Friday, January 2, 2015

Window on Eurasia: Mensk’s Not Broadcasting Putin’s New Year’s Message May Have More to Do with Clocks than with Politics


Paul Goble

 

            Staunton, January 2 – For the first time in two decades, Belarusian television did not broadcast the New Year’s greetings of the president of Russia, an end to what one Mensk outlet called “the absurd situation when Belarusians first were greeted by the president of an alien country” (nn.by/?c=ar&i=141556&lang=ru).

 

            But while it may be tempting to view this as the latest example of Alyaksandr Lukashenka’s efforts to distance himself from Moscow, the reason Putin’s message was not broadcast may have more to do with a change in the clocks in Belarus than with a change in the political weather there.

 

            As “Nasha Niva” reports, many Belarusians had been accustomed to marking the arrival of the New Year first “by Moscow time” at 1100 pm local time and then again “by Mensk time” at midnight, but this year, because Belarus is now again on Moscow time, the two coincided and thus broadcasters had to choose between Putin’s address and Lukashenka’s.

 

            Not surprisingly, given the control Lukashenka has over them, they unanimously chose to broadcast his speech.
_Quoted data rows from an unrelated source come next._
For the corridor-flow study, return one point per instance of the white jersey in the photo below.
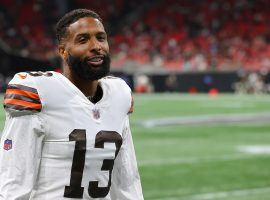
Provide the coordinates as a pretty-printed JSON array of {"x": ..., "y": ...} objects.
[{"x": 56, "y": 144}]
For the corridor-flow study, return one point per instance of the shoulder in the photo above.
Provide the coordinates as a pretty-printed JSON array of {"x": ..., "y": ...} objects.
[
  {"x": 22, "y": 94},
  {"x": 120, "y": 90},
  {"x": 116, "y": 83}
]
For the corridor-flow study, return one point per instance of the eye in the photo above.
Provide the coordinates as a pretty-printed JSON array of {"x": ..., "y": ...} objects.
[
  {"x": 101, "y": 38},
  {"x": 82, "y": 40}
]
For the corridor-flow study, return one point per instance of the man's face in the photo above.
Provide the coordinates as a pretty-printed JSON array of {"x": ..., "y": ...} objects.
[{"x": 86, "y": 49}]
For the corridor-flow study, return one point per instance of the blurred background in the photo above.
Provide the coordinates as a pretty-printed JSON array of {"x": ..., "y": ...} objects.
[
  {"x": 174, "y": 45},
  {"x": 199, "y": 70}
]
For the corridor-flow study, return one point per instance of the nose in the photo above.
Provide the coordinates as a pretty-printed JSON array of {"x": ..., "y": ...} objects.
[{"x": 94, "y": 45}]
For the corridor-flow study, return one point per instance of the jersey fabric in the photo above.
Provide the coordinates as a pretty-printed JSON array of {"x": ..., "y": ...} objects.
[{"x": 56, "y": 144}]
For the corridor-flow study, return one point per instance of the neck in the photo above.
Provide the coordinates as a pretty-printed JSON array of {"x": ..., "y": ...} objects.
[{"x": 88, "y": 88}]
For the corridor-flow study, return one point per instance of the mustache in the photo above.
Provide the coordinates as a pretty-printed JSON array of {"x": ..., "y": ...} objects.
[{"x": 84, "y": 70}]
But as Russian outlets have pointed out, the Belarusian leader’s remarks were not that nationalistic: they were not even delivered in Belarusian but in Russian (newsru.com/world/01jan2015/belorus.html).

 

            Moreover, Belarusians were hardly deprived of Putin’s message: many of them listen to Moscow channels, and these channels carried the Kremlin leader’s words and equally important did not carry the speech of the Belarusian president.